Política

Cataluña

El oasis salta por los aires

La Razón
La RazónLa Razón

Después de ocho años fuera de aquí, me he encontrado en la circunstancia de volver a vivir en Cataluña justo cuando mi llegada coincidía con la controversia del referéndum independentista. Si lo que deseaba era tranquilidad, está visto que el don de la oportunidad no rige mi vida. Una semana después de aterrizar en mi nuevo domicilio, Jordi Pujol aparece en televisión huyendo de las cámaras, después de escribir una carta autoinculpándose de haber defraudado al fisco durante prácticamente casi toda su tarea de gobierno. Obviamente, cualquier comparación con el proceso de Escocia queda automáticamente dinamitada porque, que se sepa, el prócer escocés que lo promueve, Alex Salmond, no tiene a sus espaldas un escándalo de tal magnitud; uno de los fraudes más importantes que haya protagonizado un político europeo encargado de una labor gubernamental en los últimos tiempos.

Lo que se derrumba, como una estructura que estaba ya largamente tocada y apolillada, es el prestigio del nacionalismo como una manera diferente de hacer las cosas. Si hubiera que definir en dos palabras la temperatura en este momento de la sociedad catalana media (esa que no es ni rica ni pobre, ni radical ni extremista) los dos sustantivos serían incertidumbre y desconcierto.
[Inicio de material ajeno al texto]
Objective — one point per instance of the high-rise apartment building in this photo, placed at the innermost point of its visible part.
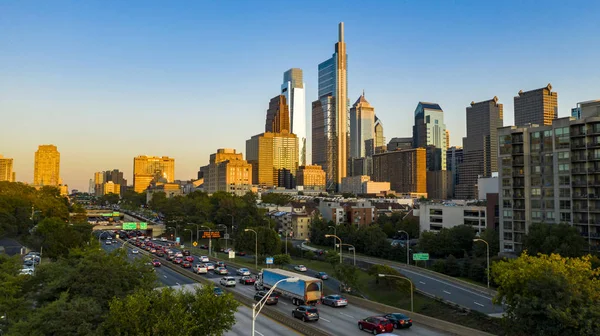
(269, 153)
(6, 167)
(404, 169)
(293, 88)
(430, 130)
(362, 127)
(480, 146)
(537, 107)
(148, 169)
(330, 116)
(46, 170)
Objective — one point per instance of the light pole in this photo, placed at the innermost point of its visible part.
(412, 301)
(260, 304)
(488, 257)
(335, 234)
(351, 248)
(327, 236)
(255, 258)
(407, 244)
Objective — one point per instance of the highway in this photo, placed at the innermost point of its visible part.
(453, 291)
(243, 317)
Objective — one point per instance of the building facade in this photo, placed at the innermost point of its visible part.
(480, 146)
(404, 169)
(147, 169)
(330, 116)
(538, 107)
(293, 88)
(46, 170)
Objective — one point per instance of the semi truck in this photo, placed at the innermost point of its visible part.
(307, 290)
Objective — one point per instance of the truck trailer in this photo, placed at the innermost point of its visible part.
(307, 290)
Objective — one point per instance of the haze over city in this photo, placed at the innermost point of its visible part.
(107, 82)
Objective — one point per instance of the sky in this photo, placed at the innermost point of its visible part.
(106, 81)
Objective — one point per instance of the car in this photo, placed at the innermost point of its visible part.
(200, 269)
(271, 300)
(322, 276)
(400, 321)
(247, 280)
(221, 271)
(376, 325)
(243, 271)
(334, 300)
(306, 313)
(227, 281)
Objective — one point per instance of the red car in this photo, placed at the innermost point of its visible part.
(376, 325)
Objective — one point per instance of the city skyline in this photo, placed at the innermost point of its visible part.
(55, 99)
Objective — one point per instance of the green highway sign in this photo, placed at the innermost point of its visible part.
(421, 256)
(129, 226)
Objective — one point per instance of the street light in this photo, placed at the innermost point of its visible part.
(335, 233)
(412, 301)
(407, 243)
(255, 257)
(351, 248)
(260, 304)
(327, 236)
(488, 257)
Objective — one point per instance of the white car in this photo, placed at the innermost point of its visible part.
(200, 269)
(227, 281)
(243, 271)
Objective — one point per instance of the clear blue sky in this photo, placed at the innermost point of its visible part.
(108, 80)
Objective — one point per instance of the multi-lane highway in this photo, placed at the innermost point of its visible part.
(243, 326)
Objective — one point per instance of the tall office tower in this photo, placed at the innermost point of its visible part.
(330, 116)
(480, 146)
(429, 130)
(6, 173)
(148, 169)
(278, 115)
(46, 170)
(269, 153)
(538, 107)
(362, 127)
(294, 92)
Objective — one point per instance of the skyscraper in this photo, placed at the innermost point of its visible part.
(293, 88)
(6, 173)
(147, 169)
(538, 106)
(46, 170)
(330, 116)
(278, 115)
(480, 146)
(430, 131)
(362, 127)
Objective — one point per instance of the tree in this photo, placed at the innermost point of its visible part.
(549, 295)
(170, 312)
(561, 238)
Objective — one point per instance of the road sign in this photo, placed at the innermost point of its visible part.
(421, 256)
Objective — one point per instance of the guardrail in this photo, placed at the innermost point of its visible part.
(270, 312)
Es cierto que, durante mi adolescencia, el nacionalismo catalanismo fue percibido por gran parte de la población de la región como una fuerza de progreso. Bastaba que se opusiera a la dictadura para tener un afidavit de progreso y de mayor modernidad. Se decía que el desarrollismo de la última etapa del franquismo había destrozado la costa catalana, que sus estructuras poco democráticas eran un refugio para la pereza y la inoperancia. Catalanes autóctonos e inmigrantes colaboraron todos en buscar una salida al totalitarismo. Al llegar el catalanismo al poder por vías democráticas, pronto se comprobó que el destrozo costero seguía al mismo ritmo, con operaciones de obras públicas muy poco claras, y se empezaron a levantar las primeras voces que avisaban del riesgo de totalitarismo que subyace en cualquier nacionalismo. Pero a los catalanes nos ha costado entender que lo qué te hace demócrata no es cómo llegas al gobierno, sino lo que haces cuando estás en él. Las voces que criticaban el nacionalismo fueron creciendo con los años y ahora son ya un clamor soterrado, incluso entre los propios independentistas. Quién más, quién menos, secesionistas incluidos, reconocen ahora que el oasis de las últimas cuatro décadas consiste en realidad en una mafia de ley del silencio. Todo el mundo conoce algún caso de corrupción más cerca o más lejos y se empieza a temer que, en un panorama tan tóxico como ése, cualquier referéndum o proceso secesionista nacerá ya desprestigiado de cara al extranjero.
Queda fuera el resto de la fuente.